Most people with DS not only have low muscle tone, they frequently have ligament laxity. One common effect is foot pronation — ankles tilting toward one another while the toes splay outwards, fin-like — so Lyra has worn braces on her feet since she began walking.

But ligament laxity also affects the cervical spine. An injury to the atlantoaxial joint, or the first and second cervical vertebrae, can lead to paralysis or worse. So on July 20, Lyra had a spinal MRI under general anesthesia to examine the joint.

This past Thursday, Lyra also had an eye exam under anesthesia. Were she a more “compliant” patient, this would not be necessary. But Lyra fights like an oiled otter when getting examined up close and personal. Dr. Hertle needed to determine her first bifocal prescription and also test her for glaucoma. Because of her congenital cataracts and subsequent lensectomies, Lyra has a higher risk of glaucoma than the average bear.

Dr. Hertle. If I could put heart emojis in my column, they’d be here. When I learned my newborn needed eye surgery ASAP, I called a friend in a related field and asked who was the best in Ohio. Doctors hate talking about which practitioners are better, but as a friend of more than 30 years, this doc made some calls for me.

We’d be hard pressed to find a better pediatric ophthalmologist. Gentle and effective with Lyra (remember: oiled otter), when asked questions about the eye and his surgical techniques Dr. Hertle lights up like a boy getting his first puppy.

I learn other things from him too. When Lyra was 9 months old, she suddenly seemed to “awaken.” Dr. Hertle explained to me that the nerves in children with Down syndrome myelinate later than in typical kids: “See that wire down there,” he said pointing to an outlet with a thick cord plugged into it. “Because it’s insulated, electricity can travel faster. The same is true of nerves when myelination has occurred.”

I know of only two things lacking at ACH: One, the food could be better. Across the country, hospital restaurants serve food that is healthy, delicious and affordable. ACH has made some baby steps (two thumbs up for the cafe in the Kay Pavilion) but there is still ample room for improvement.

Also, all departments, including the ER and the surgery centers, should have more than popsicles and graham crackers (Goldfish, please).

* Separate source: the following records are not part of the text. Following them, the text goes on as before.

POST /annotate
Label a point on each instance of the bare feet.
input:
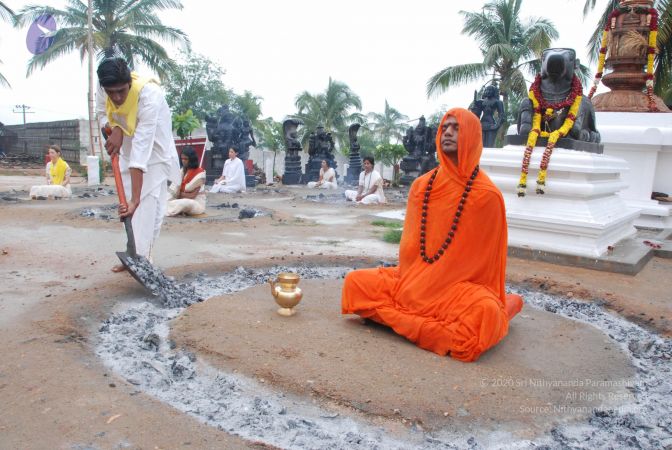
(513, 305)
(119, 268)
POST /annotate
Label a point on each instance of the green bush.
(392, 236)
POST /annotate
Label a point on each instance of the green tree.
(196, 83)
(124, 28)
(663, 62)
(5, 14)
(510, 48)
(270, 134)
(184, 124)
(333, 109)
(249, 105)
(389, 125)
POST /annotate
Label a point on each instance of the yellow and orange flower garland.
(652, 21)
(573, 101)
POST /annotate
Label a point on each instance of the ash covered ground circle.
(135, 342)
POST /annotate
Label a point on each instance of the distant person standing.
(135, 112)
(370, 188)
(58, 177)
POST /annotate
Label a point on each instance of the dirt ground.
(58, 289)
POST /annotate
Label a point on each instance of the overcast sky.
(277, 49)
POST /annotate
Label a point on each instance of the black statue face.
(558, 63)
(490, 92)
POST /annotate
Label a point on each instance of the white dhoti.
(226, 188)
(148, 216)
(50, 191)
(368, 200)
(324, 185)
(190, 207)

The second deficit is big for us: No optometry. Because of her vision impairment, Lyra qualifies for a state insurance program called BCMH (Bureau for Children with Medical Handicaps). It helps with her visits to Dr. Hertle, but ideally we’d be able to use it for her glasses, too.

Lyra has no lenses, natural or artificial, in her eyes. Her glasses are essential and expensive. In order to use the BCMH insurance, however, our primary insurance must get billed first. The only optometrist’s office in the northern half of Ohio that takes both our primary insurance and Lyra’s BCMH is at Nationwide Children’s Hospital in Columbus.

But these concerns are no more than a couple of cirrostratus clouds in a bright blue sky. Not a week goes by that I don’t thank the universe that it takes me less than 15 minutes to get Lyra to some of the top medical professionals in the country.

Not only is it an immeasurable convenience for Summit County residents, ACH has no shortage of business, or so Lyra’s neurologist told me recently. Which means ACH provides great medical care where it is greatly needed.

I know parents of children with Down syndrome who have moved to different states for better medical care. That decision is one we will never have to make. If ACH were an insurance company, we’ve filed just about every possible claim. And since the results typically exceed our expectations, we know firsthand how good it really is.